It is often seen as the backdrop to kitchen-sink dramas and gritty series about working-class communities, but a new film hopes to showcase a different version of north-east England.
Jackdaw, an action thriller coming to cinemas on Friday, pushes the envelope of what’s been possible stylistically and tonally in the region, according to its writer and director.
“I wanted to give the north-east a Hollywood edge,” Jamie Childs said. “I’ve tried to showcase the region, and bring a slightly more glamorous aesthetic than what you’d be used to with a gritty British crime thriller.

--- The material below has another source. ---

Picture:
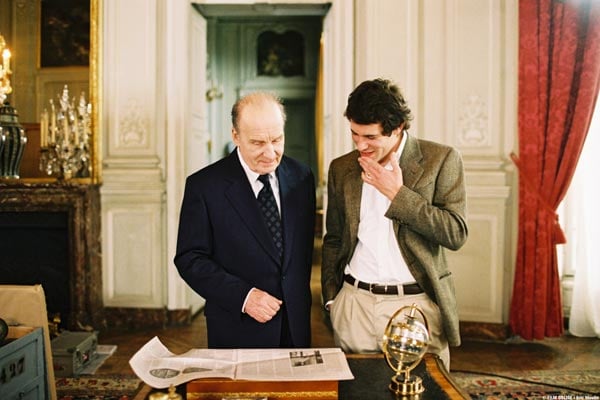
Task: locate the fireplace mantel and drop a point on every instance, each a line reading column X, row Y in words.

“Hopefully, it will inspire other film-makers to go to that region and make stuff there. This was as important as getting the film made to me, I want to help build a film industry in the north-east.”
The chase thriller follows Jack Dawson, aka Jackdaw, a former motocross champion and army veteran who returns home to look after his brother. But when he takes on a final job for a local criminal, he gets double-crossed and his brother is kidnapped. The rest of the film is a “violent night-time odyssey through England’s northern rust belt”.
Scenes are set and shot in Hartlepool and Tees Valley, around sites including Seal Sands, Nunthorpe, Redcar and the North Sea – bringing to life the region’s breathtaking coastlines and dramatic industrial landscapes.
The film, which stars Oliver Jackson-Cohen, Jenna Coleman and Thomas Turgoose, is Child’s feature debut, following his work on episodes of Doctor Who, the Sandman, and His Dark Materials. Having grown up in County Durham, the director said he recognised the importance of seeing his home properly represented on the big screen.
“I didn’t think you could make films in the north-east when I was a kid growing up. It seemed so far away from where I lived. And then they shot Billy Elliot in my village and I thought, wow, I can shoot stuff on my doorstep.”
The film is the first to be part-financed by North East Screen Industries Partnership, which was set up to attract film and television projects to the region. It also utilised the Northern Film and TV Studios, the north-east’s only large-scale film and TV production facility, and all of the crew were hired locally.
The soundtrack includes a new, exclusive track from north-east star Sam Fender, while the film had its UK premiere in Stockton on Wednesday night.
But, despite being rooted in the region, Childs said there was a universality to the film. “It’s supposed to feel placeless and timeless,” he said. “I tried to play with the tropes of American genre thrillers from the 90s and turn them on their head.
“We wanted to make something a little bit fun and pulpy, something that didn’t take itself too seriously. It’s sort of a playful pastiche of those films set in rust-belt towns like Detroit. I thought, you never see that in the UK, we should do that over here.”
He pointed out that Ridley Scott lived in north-east England when he was younger, and has said the landscape inspired the view of Los Angeles in the first Bladerunner film.
“That area around Middlesbrough and Seal Sands, it’s like an ocean of oil refineries around there,” Childs said. “It’s amazing driving there at night, it’s so atmospheric. They have these flare stacks, which are chimneys that spew out big fireballs of gas.”
It wasn’t easy filming around the oil refineries, he added. “But one of the great things about filming in the north-east is the community atmosphere. Everyone wants to help get the film made. The guys who owned all the factories let us use their private roads to film our car chase scenes.”
And while the plot of the film might seem a little far-fetched, Childs said “everything in it is based off true anecdotes and things connected to myself … I had a wacky childhood, let’s put it that way”.